The trim around my sink is finished in real wood, some of which the varnish has worn away from, leaving it looking grey and unattractive in places where the water had affected it.
Using fine emery paper, I removed any of the off colour material which took only a few minutes, being careful not to damage the plastic top surface. Then using a cotton bud, I stroked Danish Oil over the areas I had worked on. The effect was almost immediate and by the following day when the oil had dried, the result was better than I could have expected. In hindsight I should have removed every last vestige of the darkened wood and the result could have been perfect. I may have another go if I actually notice the marks again.
rosalan


----------



## Mikemoss (Sep 5, 2005)

That sounds good Rosalan, I'll give it a try as we have exactly the same problem on parts of the wood trim around our skink.

Up to now I've sprayed the woodwork with AutoGlym plastic and rubber treatment (I think that's what it's called) and it also does the trick for a while. Tends to wear off after a month or so and need repeating. It's also good for shining up plastic/formica table tops etc.


----------



## rosalan (Aug 24, 2009)

Thanks for the tip about AutoGlyn. The bonus with Danish oil is that you can continue to sand, after use and that it penetrates the wood so should (?) prevent any immediate recurring tarnishing . One problem I discovered is that I am allergic to the oil so I wear gloves.
Yes it is expensive but I have yet to find anything as good on plain timber. I only bought it because wood specialist told me to, that and the fact it worked for me in my home on doors and skirting boards.
Good luck!

rosalan


----------



## Zebedee (Oct 3, 2007)

Danish oil is great, but it can dry with shiny streaks which look pretty naff!!

Sand thoroughly, and use progressively finer paper to get a very smooth finish. You must get down to bare wood or any remaining bits of varnish will show up like you wouldn't believe.

Wipe on some Danish oil, warming the first coat if you like to encourage deeper penetration.

After no longer than 10 minutes, vigorously wipe off all the excess oil with a soft, absorbent, but lint free cloth. Do not use kitchen tissue or you are sure to leave bits of it in the vanish.

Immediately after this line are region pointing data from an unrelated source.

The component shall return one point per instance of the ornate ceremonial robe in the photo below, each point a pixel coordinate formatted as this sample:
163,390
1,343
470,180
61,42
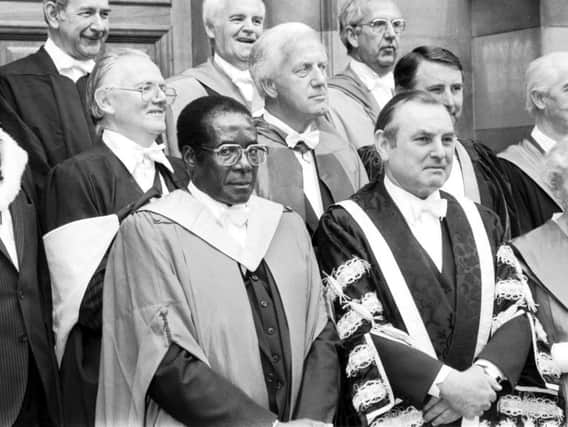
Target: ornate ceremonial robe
52,123
189,291
91,185
280,178
381,365
533,202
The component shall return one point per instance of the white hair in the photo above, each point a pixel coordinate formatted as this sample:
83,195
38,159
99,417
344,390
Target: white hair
273,48
541,74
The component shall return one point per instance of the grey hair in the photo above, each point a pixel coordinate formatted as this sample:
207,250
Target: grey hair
540,76
272,49
556,171
97,78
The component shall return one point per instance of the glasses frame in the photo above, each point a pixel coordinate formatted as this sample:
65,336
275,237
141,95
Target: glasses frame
388,21
170,97
242,150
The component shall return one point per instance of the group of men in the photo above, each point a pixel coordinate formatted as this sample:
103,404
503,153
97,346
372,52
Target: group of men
311,251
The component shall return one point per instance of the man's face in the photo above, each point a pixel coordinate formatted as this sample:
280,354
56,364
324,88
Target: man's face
83,27
236,28
301,82
378,51
556,102
132,116
444,82
227,184
420,161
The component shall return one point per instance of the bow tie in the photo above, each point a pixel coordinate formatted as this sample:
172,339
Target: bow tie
309,138
236,215
436,208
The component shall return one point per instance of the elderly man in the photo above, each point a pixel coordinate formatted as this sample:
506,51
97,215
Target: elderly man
309,166
411,279
87,195
214,327
45,91
232,28
546,101
476,173
370,30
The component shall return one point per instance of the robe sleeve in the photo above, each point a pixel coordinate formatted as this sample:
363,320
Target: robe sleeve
381,363
195,395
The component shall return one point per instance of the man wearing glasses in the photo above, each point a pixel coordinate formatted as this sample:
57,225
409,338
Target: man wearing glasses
223,322
87,196
370,30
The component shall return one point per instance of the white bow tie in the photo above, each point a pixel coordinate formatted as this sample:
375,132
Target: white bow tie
436,208
236,215
310,138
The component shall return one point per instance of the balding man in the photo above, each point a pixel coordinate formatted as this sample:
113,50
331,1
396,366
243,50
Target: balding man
370,30
45,90
476,173
232,28
546,101
309,166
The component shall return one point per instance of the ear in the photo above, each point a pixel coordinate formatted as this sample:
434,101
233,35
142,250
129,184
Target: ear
103,101
382,144
269,88
51,13
352,36
537,98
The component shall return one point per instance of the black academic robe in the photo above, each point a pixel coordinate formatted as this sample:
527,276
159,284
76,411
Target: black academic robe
448,301
26,345
94,183
45,112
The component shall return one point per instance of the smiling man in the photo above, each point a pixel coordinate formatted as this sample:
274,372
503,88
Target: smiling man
45,91
370,30
232,28
213,327
87,195
432,331
310,166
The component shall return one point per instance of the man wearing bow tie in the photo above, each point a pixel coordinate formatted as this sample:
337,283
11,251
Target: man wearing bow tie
86,197
309,166
42,95
411,277
232,28
223,322
370,31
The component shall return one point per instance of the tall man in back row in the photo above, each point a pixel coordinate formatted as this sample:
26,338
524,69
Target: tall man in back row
46,90
212,310
476,172
425,314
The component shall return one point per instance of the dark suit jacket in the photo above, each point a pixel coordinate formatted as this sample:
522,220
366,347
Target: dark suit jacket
24,322
44,111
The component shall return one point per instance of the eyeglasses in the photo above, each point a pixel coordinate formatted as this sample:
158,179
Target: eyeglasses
230,154
379,25
149,91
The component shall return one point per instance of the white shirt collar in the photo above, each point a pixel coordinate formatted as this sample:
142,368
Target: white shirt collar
276,122
545,142
64,62
371,79
128,151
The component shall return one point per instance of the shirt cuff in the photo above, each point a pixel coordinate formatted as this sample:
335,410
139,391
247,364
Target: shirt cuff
491,369
443,373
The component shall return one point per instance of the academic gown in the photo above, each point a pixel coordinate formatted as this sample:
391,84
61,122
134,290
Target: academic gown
448,302
50,119
203,311
280,178
92,184
532,200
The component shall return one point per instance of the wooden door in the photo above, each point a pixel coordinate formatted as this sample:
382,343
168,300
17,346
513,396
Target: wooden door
162,28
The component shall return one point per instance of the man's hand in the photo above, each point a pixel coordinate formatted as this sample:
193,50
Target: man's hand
438,411
471,392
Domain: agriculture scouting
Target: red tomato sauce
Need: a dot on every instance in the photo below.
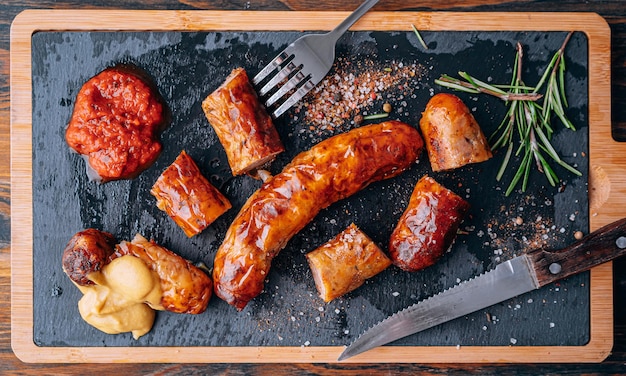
(115, 124)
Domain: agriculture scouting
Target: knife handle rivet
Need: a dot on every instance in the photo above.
(555, 268)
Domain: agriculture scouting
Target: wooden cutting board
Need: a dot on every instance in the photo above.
(606, 181)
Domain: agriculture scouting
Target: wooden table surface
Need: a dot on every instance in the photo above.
(613, 11)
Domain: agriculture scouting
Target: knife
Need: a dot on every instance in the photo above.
(509, 279)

*The wiping off is vital if you want a smooth, matt finish with no shiny streaks.*

Repeat two or three times for the best possible finish, and give it another coat or two every so often when it begins to look a bit tired.

Hope this helps.

Dave 

P.S. Have you discovered the Lemon Oil sold by Lakeland? It's not as durable as Danish, but is ideal for a quick polish of the dining table, and it acts as a very nice room freshener as well.


----------



## rosalan (Aug 24, 2009)

Thanks Zebedee.
I could not believe that the Danish oil would be so quick and effective. In the past I have used fine wire wool onto the dried oil before adding coats and building up a finish that is equal to the original varnished look while I think it is better for the timber for it penetrates the surface protecting it from future water damage.
rosalan


----------